I would like to talk about whether or not grades are a good thing in higher eduacation. For the record, I go to UC Santa Cruz, a school which currently runs on a pass/no record system with narrative evaluations and the option of grades. This system (very rare in a public university) has been under attack lately, much to my distress. It is not only that I feel that learning without grades is a better way, but I feel that people should at least have the option of a school that operates that way.
Here is why I think that a pass/no pass system with narrative evals is a superior system.

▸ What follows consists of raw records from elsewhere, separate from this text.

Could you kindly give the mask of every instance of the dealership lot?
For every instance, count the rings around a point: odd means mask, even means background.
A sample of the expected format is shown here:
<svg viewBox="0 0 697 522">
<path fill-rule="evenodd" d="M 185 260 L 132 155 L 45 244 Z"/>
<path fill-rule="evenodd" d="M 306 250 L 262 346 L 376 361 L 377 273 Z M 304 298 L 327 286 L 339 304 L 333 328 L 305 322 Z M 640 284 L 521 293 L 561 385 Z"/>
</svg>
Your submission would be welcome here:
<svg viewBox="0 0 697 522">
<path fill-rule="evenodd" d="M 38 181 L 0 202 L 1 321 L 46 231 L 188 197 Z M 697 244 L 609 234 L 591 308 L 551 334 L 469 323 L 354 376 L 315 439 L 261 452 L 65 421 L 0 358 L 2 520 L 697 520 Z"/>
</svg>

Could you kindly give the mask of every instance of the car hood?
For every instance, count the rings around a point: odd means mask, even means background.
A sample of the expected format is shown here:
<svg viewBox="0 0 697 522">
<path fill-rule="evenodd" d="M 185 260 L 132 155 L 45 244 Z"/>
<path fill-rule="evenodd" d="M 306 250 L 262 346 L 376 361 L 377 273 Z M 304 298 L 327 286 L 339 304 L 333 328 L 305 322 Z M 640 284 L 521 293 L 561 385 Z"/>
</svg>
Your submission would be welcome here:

When you are in a graded system, the most important goal of the class is to earn a certain grade or percentage. You are striving to get an “A” or a “97%”. Actually learning something may be a bi-product of that, but it is not the focus. When grades are there, they are the end instead of the means. I believe that when you take away grades, the focus shifts to actually learning.
People say that not having grades allows people to slack off. I disagree. I think that not having grades leads people to seek a higher understanding. The threat of wasted time and money is enough of a threat to keep people from sliding the whole way through college. I work hard in school because I am there to learn, and I am spending a huge amount of money and a lot of my life to do that. Any slacking on my part comes with the consequence of wasteing that time and money and not learning. I don’t need the additional artificial threat of a low GPA or a big fat D to keep me on track.
But it is not all subjective fluffiness, either. The narrative evaluations I recieve are usually very detailed and very helpful. They have helped me realize what I am strong in, and where I need more work. When people mess up, their evals show it. For example, an eval may say that your work was up to par, but did not show much origional thought. Or they may say that your tests did well, but your attendance was spotty. They also often mention what your papers and projects were about and what the class tried to focus on. This provides a far more complete picture of you than a GPA to anyone interested in how you spent your college years and what you learned. In essence, every eval read like a letter of recomendation, for better of for worse.
I acknowlage that some people cannot suceed without something to measure themselves against. There are some who cannot run a mile without a stopwatch, and some that cannot diet without a scale. For them, there is any number of schools that offer grades. For those of us that wish to be free of those artificial constructs which hold us back, there are evals.